US 2007/0072074 discloses a method for reducing gas generation in lithium ion batteries by including 2 to 10 wt % of an FEC additive in the electrolyte solution in combination with a 0.1 to 1M of an electrolyte salt including LiBF4. The electrolyte may also contain up to 2 wt % of VC. Silicon-based anodes can be prepared by either applying a slurry of a silicon-containing particulate material to the current collector or by using vapour deposition techniques to form a silicon-containing thin film on a current collector. The preparation of anodes using vapour deposition techniques only is disclosed. There is no disclosure of the size or shape of the silicon-containing particles used to prepare the anodes.
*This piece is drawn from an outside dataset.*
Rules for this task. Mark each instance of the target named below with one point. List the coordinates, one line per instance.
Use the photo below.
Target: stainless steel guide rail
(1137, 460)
US 2008/0241647 discloses a cylindrical lithium ion battery comprising a cathode, an electrolyte and an anode. The anode comprises an anode active material comprising silicon-containing and/silicon alloy particles having a principle diameter in the range 5 to 15 μm. The electrolyte suitably comprises a base solvent comprising a mixture of a cyclic and a chain carbonate and further comprises up to 0.4 wt % and optionally up to 10 wt % of CO2. US 2004/0151987 discloses a battery comprising a cathode, an anode, a separator and an electrolyte. The anode is suitably formed from a silicon-containing slurry or from a vapour deposited silicon thin film onto the surface of the current collector. Silicon-containing slurries suitably contain silicon particles having a diameter of around 10 μm. The electrolyte suitably comprises a base solvent comprising a mixture of a cyclic carbonate and a chain carbonate in a ratio of 3:7 and 0.1 to 30 wt %, preferably 5 wt % of a vinylene carbonate additive.
There is, as indicated above, a need for lithium ion batteries, which contain electrolytes which contribute to the formation of a strong and flexible SEI layer and which maintain the charge and discharge capacity over a prolonged charge/discharge life. The present invention addresses these needs.